Scegliere la vita è una cosa che facciamo o non facciamo molto più spesso di quanto possiamo immaginare. Non si tratta infatti di scegliere ciò che ci piace, o ciò che ci richiama il gusto della vita, ma di scegliere le cose che ci fanno bene, che sostengono e alimentano la vita che è in noi, evitando ciò che ci danneggia, che intristisce o svilisce il nostro cuore. Fin qui possiamo ancora essere tutti d’accordo. La questione si complica quando riflettiamo su cosa significhi “vita”, su quale criterio usare per riconoscere ciò che ci fa bene e ciò che ci fa male. Ponendo la questione in altri termini: come discernere? Forse abbiamo dentro ancora un’altra domanda inespressa: Perché discernere? Magari siamo già soddisfatti della vita che viviamo, potremmo anche essere impegnati attivamente in iniziative belle e positive, che dicono la nostra disponibilità ad aiutare il prossimo, che esprimono e attuano valori e ideali.

Il punto però è un altro, anche noi infatti siamo figli di questa epoca e ne siamo segnati, nel bene e nel male. Nel nostro tempo ad esempio, una questione che viene messa in ombra perché magari ritenuta obsoleta, è proprio quella del discernimento, della lotta spirituale: contrastare i nostri vizi, dominare le passioni, rafforzare virtù quali l’umiltà o la castità, comprendere la cosa giusta da fare e avere il coraggio di farla… o di non farla se ciò è sbagliato. Diciamocelo francamente, molte di queste cose suscitano perplessità anche in molti cristiani che pure vivono una fede solida e genuina. Il percorso che proponiamo in questo sussidio vuole riscoprire non solo il valore e l’importanza di queste realtà, ma ribadirne l’attualità!

Si, chi vuole seguirci scoprirà che basta ridefinire il linguaggio, ritrovare il significato di un termine, riflettere su tante piccole o grandi cose che facciamo quotidianamente, per renderci conto che ci siamo dentro, chi siamo dipende anche da come scegliamo di affrontare quel nostro limite che ci porta ad essere deboli in quella situazione, a non saperci gestire in un’altra, a mancare il bersaglio in un’altra ancora. Viceversa scopriremo la bellezza e il gusto di rafforzare le nostre virtù, impareremo che il bene fa bene e da gioia, sapremo dire con parole nuove cose che appartengono ad una saggezza antica, ma solida e collaudata.

Soprattutto però, faremo questo nell’ottica di un cammino che porta il passo della nostra vocazione. Le nostre virtù e i nostri vizi infatti, ci dicono molto di noi, ci aiutano a conoscerci nella concretezza, ci danno le coordinate per definire dove possiamo andare, dove vogliamo andare, dove ci sentiamo chiamati ad andare!

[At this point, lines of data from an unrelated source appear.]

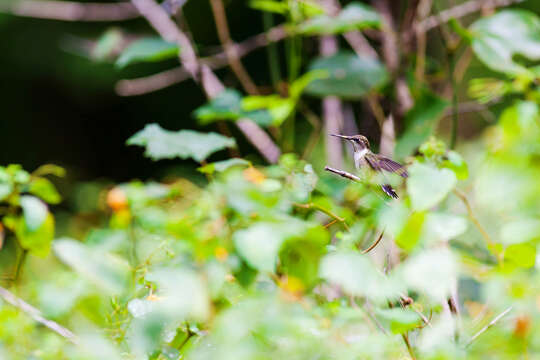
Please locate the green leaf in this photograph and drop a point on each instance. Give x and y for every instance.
(228, 105)
(399, 320)
(420, 122)
(457, 164)
(432, 272)
(37, 241)
(349, 76)
(410, 234)
(521, 255)
(165, 144)
(497, 39)
(221, 166)
(357, 275)
(428, 185)
(35, 212)
(355, 16)
(44, 189)
(106, 270)
(150, 49)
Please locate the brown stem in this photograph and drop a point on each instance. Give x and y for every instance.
(231, 51)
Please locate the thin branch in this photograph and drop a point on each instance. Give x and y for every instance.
(459, 11)
(375, 243)
(212, 86)
(231, 51)
(70, 10)
(37, 316)
(491, 323)
(168, 78)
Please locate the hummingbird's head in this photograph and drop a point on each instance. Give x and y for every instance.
(360, 142)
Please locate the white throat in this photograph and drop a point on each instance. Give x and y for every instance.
(359, 157)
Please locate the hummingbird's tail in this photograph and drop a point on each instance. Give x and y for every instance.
(389, 191)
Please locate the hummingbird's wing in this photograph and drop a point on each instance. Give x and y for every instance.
(379, 163)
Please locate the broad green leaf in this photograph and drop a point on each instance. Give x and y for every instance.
(165, 144)
(428, 185)
(497, 39)
(37, 241)
(521, 255)
(411, 232)
(44, 189)
(147, 50)
(220, 166)
(106, 270)
(355, 16)
(420, 122)
(349, 76)
(399, 320)
(228, 105)
(357, 275)
(432, 272)
(35, 212)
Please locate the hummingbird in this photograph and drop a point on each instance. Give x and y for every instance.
(363, 156)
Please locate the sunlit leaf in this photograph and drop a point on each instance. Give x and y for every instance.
(147, 50)
(420, 122)
(165, 144)
(498, 38)
(354, 16)
(106, 270)
(428, 185)
(349, 76)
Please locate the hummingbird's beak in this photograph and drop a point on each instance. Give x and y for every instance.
(341, 136)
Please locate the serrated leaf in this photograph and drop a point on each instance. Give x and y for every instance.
(45, 190)
(165, 144)
(355, 16)
(106, 270)
(420, 122)
(349, 76)
(498, 38)
(34, 210)
(147, 50)
(428, 185)
(221, 166)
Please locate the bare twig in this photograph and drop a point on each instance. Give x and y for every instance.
(167, 78)
(37, 316)
(459, 11)
(211, 85)
(491, 323)
(343, 174)
(231, 51)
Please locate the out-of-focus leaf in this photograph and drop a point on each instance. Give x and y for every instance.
(399, 320)
(349, 76)
(35, 212)
(106, 270)
(431, 272)
(497, 39)
(420, 122)
(428, 185)
(44, 189)
(147, 50)
(357, 275)
(456, 163)
(164, 144)
(410, 234)
(355, 16)
(221, 166)
(521, 255)
(228, 105)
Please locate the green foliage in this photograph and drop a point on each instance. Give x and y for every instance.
(164, 144)
(350, 76)
(147, 50)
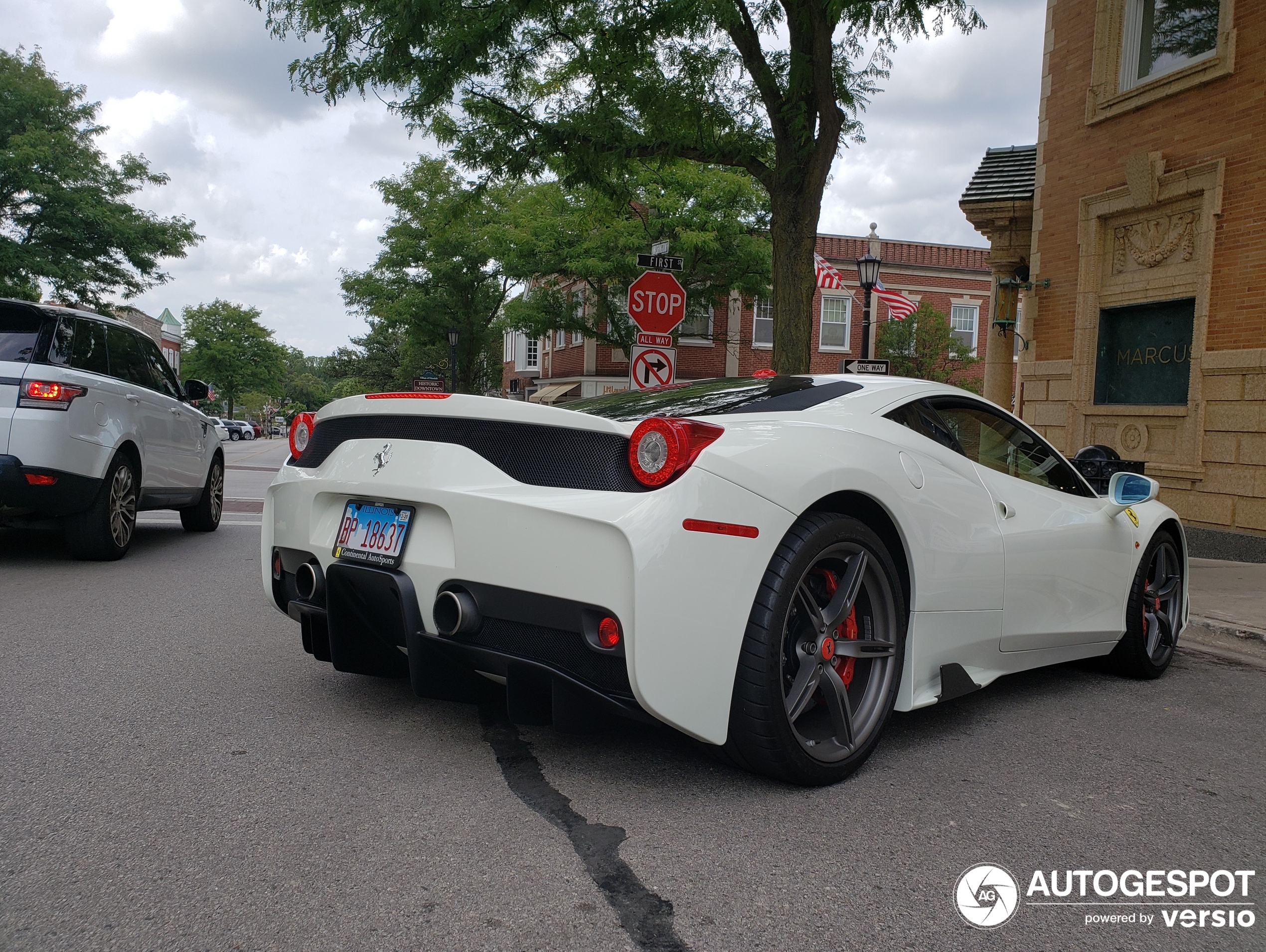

Non temiamo allora di attraversare la foresta che può essere il nostro cuore, imparando a conoscere di quali piante possiamo nutrirci e quali sono velenose. Sulla nostra pelle abbiamo già avuto il piacere o il dispiacere di incontrarne alcune. Se abbiamo provato invidia, ci saremo accorti da soli di quanto ci faccia male, ma forse non abbiamo considerato l’antidoto della carità. Forse abbiamo fatto esperienza che la mitezza ci ha permesso di risolvere felicemente una questione che sarebbe invece diventata ingestibile se ci fossimo lasciati prendere dall’ira. Forse considerando queste cose alla luce della preghiera, nell’ascolto della Parola, nel confronto con i nostri fratelli e le nostre sorelle, ci apparirà più chiaro il disegno di Dio per noi, sentiremo più vicino il suo amore, impareremo a camminare con gioia ed umiltà. Accettare che nel nostro cuore convivono vizi e virtù, e che è necessario lottare per imparare a scegliere queste ultime, per essere chi siamo veramente, per poter sentire che in noi abita la vita, è il primo passo per la vittoria.